We're throwing a die 3600 times. Let $X_i$ be the number rolled, and $S_n=X_1+...+X_n$. By the law of large numbers, we know $\mu_Χ=3.5$. We want to approximate the probability that $\frac{S_n}{n}$ differs from 3.5 by more than 0.05. My idea is to use the Central Limit Theorem for this.

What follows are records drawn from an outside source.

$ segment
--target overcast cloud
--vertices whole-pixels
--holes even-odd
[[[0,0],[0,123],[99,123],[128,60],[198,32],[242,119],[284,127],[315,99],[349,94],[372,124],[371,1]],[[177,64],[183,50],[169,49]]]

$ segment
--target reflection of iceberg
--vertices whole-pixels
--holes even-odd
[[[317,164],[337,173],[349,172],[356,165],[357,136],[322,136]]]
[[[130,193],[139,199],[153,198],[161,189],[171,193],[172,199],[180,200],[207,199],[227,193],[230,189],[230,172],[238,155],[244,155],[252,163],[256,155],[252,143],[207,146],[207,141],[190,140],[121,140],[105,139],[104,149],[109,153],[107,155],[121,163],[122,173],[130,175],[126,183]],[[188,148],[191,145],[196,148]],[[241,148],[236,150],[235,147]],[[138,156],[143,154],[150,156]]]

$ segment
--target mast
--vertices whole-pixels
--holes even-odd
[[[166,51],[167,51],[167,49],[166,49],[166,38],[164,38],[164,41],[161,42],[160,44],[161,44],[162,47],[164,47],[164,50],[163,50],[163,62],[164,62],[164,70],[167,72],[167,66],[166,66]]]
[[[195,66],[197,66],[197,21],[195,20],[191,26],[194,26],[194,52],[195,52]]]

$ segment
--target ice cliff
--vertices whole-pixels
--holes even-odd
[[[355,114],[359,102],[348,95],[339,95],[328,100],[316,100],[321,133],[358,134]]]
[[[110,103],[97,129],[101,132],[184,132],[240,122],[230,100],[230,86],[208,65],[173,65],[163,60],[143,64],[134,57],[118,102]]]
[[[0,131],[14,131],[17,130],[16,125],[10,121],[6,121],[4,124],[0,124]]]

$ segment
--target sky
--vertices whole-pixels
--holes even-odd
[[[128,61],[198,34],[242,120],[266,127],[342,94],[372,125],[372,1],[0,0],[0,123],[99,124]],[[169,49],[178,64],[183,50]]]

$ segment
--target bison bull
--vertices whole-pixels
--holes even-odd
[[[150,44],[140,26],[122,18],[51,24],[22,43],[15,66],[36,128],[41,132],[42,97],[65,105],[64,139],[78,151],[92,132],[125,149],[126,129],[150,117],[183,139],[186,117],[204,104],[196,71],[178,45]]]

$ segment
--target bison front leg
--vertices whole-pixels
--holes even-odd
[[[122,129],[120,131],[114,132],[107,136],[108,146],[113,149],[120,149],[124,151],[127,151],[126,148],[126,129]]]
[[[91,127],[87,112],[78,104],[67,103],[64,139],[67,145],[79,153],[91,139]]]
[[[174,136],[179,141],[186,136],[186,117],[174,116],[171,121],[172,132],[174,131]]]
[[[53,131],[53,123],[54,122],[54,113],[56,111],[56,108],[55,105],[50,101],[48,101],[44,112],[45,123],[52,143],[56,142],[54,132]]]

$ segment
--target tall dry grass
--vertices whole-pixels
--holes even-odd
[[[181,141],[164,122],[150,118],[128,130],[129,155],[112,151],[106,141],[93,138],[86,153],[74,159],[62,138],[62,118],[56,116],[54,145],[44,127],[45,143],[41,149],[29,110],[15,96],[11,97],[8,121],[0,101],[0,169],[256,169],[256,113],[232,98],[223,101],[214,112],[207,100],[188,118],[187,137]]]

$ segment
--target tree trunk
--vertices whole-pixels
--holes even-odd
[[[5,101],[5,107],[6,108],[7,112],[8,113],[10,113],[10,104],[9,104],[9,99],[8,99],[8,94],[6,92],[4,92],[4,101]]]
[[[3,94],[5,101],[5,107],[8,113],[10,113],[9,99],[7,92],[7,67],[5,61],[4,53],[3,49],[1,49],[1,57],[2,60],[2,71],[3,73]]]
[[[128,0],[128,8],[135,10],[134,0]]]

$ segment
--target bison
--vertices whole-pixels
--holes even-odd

However, I run into very unreasonable numbers, so I'm wondering where I am wrong.
We want to approximate $1-P(3.45\leq\frac{S_n}{n}\leq3.55)$. By independence, $Var(\frac{S_n}{n})=\frac{1}{n^2}(\sum_i^nVar(X_i))=\frac{n}{n^2}Var(X_i)\approx0.0008$. Hence, $\sigma_{S_n}\approx0.028$.
By the CLT, $\lim_{n\to\infty}P(a\leq\frac{S_n-n\mu}{\sqrt{n\sigma^2}}\leq b)=\Phi(b)-\Phi(a)$. Since $n\mu=3.5\times 3600=12600$, we get $$-107.14\leq\frac{S_n-n\mu}{\sqrt{n\sigma^2}}\leq 107.14$$.
I can show steps if needed. This approximation, $\Phi(107.14)-\Phi(-107.14)$, cannot be right. This makes me reconsider whether the CLT is the way to go. Thanks a lot for any input.